Though Pound, in his 2004 book, “Inside the Olympics,” wrote of Samaranch’s original reluctance to focus on an anti-doping effort, Samaranch declared himself on board after Canadian sprinter Ben Johnson failed a steroid test in 1988 and was stripped of his gold medal. “Out of this disaster will come glory,” Samaranch said. “It will demonstrate to the world where we stand on doping. It will demonstrate to the atheltes that the difference between cheating and detection will narrow very fast.” It took another decade for non-Olympic sports to attack the performance-enhancing drug menace.
Samaranch was selected to lead the IOC in the wake of devastating turmoil: Public riots and a backlash to the black-power demonstrations of U.S. athletes at the 1968 Mexico City Games, the terrorist massacre of 11 Israelis in Munich in 1972, a black African boycott and financial flop at the 1976 Montreal Olympics and a U.S. boycott of Moscow in 1980.
Yet he presided over astounding Olympic prosperity: Olympic television rights increased 500 percent and corporate sponsorship 600 percent, two facts that also fueled some of the harshest Samaranch critics.

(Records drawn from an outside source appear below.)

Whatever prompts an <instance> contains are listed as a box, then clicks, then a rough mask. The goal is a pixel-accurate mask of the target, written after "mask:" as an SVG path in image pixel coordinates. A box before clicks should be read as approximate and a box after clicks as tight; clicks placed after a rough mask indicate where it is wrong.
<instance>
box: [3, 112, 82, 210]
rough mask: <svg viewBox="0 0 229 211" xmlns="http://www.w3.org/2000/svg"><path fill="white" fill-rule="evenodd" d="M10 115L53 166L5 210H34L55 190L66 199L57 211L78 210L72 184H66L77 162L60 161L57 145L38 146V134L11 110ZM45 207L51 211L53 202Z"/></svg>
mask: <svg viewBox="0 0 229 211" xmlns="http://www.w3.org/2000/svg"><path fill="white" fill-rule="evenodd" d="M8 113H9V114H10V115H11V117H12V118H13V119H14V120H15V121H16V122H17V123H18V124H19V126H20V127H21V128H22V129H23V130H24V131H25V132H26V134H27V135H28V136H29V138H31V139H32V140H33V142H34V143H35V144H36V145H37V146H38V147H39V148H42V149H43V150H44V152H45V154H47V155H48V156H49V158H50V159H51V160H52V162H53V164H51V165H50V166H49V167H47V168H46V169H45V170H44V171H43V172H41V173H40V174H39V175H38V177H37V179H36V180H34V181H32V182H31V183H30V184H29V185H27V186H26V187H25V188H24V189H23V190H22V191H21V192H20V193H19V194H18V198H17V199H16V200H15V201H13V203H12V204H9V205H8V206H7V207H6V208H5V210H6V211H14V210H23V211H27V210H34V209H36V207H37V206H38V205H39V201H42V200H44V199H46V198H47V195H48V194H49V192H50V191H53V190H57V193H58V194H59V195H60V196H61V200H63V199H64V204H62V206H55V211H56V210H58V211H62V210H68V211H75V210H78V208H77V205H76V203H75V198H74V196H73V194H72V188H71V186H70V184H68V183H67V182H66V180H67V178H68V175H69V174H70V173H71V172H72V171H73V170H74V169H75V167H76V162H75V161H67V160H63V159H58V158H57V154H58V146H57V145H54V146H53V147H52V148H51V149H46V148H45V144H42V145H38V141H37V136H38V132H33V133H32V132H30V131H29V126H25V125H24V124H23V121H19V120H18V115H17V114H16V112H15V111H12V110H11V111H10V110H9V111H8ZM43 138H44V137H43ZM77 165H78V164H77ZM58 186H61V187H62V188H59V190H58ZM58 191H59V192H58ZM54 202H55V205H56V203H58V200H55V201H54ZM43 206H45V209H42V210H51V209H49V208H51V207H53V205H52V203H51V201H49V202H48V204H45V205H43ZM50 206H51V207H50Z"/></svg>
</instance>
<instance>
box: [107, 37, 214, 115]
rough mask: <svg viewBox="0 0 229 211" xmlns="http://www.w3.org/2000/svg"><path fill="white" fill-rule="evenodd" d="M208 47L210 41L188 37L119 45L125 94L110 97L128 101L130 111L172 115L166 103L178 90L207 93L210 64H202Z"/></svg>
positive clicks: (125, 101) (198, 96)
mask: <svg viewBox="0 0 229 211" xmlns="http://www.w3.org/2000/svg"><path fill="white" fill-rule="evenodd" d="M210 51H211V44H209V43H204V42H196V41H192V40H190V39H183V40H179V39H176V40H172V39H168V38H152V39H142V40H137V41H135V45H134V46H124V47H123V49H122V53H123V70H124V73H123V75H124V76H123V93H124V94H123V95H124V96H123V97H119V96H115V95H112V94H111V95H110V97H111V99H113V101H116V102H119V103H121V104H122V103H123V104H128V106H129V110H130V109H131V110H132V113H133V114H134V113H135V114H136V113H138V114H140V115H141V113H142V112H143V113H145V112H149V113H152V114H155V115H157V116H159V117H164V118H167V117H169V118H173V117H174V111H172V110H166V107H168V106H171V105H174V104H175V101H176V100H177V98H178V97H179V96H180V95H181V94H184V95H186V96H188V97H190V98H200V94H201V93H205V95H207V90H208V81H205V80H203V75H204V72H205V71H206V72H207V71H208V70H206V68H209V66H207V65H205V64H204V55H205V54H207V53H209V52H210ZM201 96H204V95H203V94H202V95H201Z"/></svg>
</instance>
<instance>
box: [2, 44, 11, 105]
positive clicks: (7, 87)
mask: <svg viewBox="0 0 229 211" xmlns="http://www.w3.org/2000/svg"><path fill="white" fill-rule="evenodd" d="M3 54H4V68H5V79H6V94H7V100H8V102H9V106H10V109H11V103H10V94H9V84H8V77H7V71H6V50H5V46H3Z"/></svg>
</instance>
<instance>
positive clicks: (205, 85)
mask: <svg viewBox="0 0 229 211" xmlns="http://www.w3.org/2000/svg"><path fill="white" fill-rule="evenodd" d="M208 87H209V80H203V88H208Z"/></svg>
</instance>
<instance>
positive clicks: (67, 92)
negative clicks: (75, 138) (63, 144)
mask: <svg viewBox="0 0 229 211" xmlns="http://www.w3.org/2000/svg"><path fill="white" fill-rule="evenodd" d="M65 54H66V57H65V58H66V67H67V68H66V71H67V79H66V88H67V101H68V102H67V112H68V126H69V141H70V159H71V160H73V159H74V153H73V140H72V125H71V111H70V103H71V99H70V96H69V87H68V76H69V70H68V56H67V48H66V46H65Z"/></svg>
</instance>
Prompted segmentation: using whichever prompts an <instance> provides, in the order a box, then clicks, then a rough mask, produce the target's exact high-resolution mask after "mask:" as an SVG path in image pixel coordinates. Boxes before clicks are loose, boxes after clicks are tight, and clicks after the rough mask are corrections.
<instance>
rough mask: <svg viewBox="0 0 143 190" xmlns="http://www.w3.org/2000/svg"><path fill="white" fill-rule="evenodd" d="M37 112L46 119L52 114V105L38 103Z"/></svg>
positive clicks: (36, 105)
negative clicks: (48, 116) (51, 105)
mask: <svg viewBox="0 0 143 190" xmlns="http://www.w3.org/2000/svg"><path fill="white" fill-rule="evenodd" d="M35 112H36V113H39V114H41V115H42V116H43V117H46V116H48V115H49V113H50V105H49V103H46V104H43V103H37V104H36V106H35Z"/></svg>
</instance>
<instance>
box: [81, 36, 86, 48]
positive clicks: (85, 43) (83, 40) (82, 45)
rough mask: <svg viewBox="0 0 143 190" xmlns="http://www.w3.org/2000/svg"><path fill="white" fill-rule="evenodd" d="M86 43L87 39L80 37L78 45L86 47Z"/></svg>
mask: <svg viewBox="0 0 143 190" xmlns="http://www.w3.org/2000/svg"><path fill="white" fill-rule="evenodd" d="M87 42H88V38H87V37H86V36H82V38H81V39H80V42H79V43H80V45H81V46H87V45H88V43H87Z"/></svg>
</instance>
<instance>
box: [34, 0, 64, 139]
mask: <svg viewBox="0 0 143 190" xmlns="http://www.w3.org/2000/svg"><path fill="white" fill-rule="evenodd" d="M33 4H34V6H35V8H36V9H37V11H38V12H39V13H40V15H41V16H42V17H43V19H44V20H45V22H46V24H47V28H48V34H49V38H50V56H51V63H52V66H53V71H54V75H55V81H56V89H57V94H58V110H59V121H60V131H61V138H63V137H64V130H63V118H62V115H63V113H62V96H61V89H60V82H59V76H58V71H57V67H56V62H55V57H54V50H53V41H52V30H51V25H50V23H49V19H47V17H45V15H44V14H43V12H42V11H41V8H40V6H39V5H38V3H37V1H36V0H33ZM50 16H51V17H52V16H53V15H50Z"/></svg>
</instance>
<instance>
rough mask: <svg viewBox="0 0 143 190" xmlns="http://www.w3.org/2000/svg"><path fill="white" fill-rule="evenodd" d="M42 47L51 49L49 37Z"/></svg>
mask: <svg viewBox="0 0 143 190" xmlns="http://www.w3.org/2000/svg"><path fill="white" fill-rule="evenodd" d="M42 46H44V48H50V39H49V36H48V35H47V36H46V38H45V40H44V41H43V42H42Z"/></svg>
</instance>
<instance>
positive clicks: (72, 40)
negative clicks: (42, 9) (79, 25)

Britain’s Andrew Jennings, co-author of the 1992 book, “The Lord of the Rings,” argued that under Samaranch, “corruption became the lubrication of his Olympic industry” and he “fleeced sport of its moral and monetary value.”
Revelations of the vote-buying scandal that brought Salt Lake City the 2002 Winter Games badly stained Samaranch’s reputation, but he reacted with reforms for a more open and democractic process. Quietly but repeatedly, the debonair Spaniard — only 5-5 and one of the rare IOC members without a pedigree as an Olympic athlete — got results. He first maneuvered his way into sports prominence as a young man by writing a newspaper column on roller hockey under the pseudonym “Stick” and regularly quoting a previously unknown goalie named Juan Antonio Samaranch.
From there, he became a coach and federation chief of roller hockey — a sport that was briefly a candidate but never granted Olympic inclusion — and eventually a member of the IOC. In 1987, when his hometown of Barcelona was bidding to host the 1992 Olympics, Samaranch, as IOC president, had no vote in the decision, “but I assure you,” Pound said, “it was the loudest non-vote you can imagine.”
Barcelona won, of course.
More impressive, possibly, were Samaranch’s efforts to assure full participation at the 1988 Seoul Olympics, bringing together the world superpowers, the Soviet Union and United States, for the first Summer Games in 12 years following two government-engineered boycotts, an accomplishment cited by some historians as the first thaw in the Cold War.
Pound called Samaranch “a statesman, and very good at it. He made the IOC a political factor in its own right, to the point that it can now respond, sometimes in advance of events, to political changes.”
He successfully agitated to put the 2008 Olympics in the new economic and political frontier of Beijing, to have the Belgian surgeon — and former Olympic sailor — Jacques Rogge elected his successor as president, to get his son, Juan Antonio Jr., appointed to the IOC. Twice, he had the age limit changed to keep himself as the committee’s chief. In retirement, as the IOC’s president-emeritus, he continued to exert his influence, though last year, his plea to IOC members “to consider granting my country the honor and also the duty” to stage the 2016 Summer Olympics in Madrid failed.
Then again, the 2016 winner, Rio de Janeiro, will bring the Games to South America for the first time — which had been another goal of His Excellency. Good ol’ Billy Bob.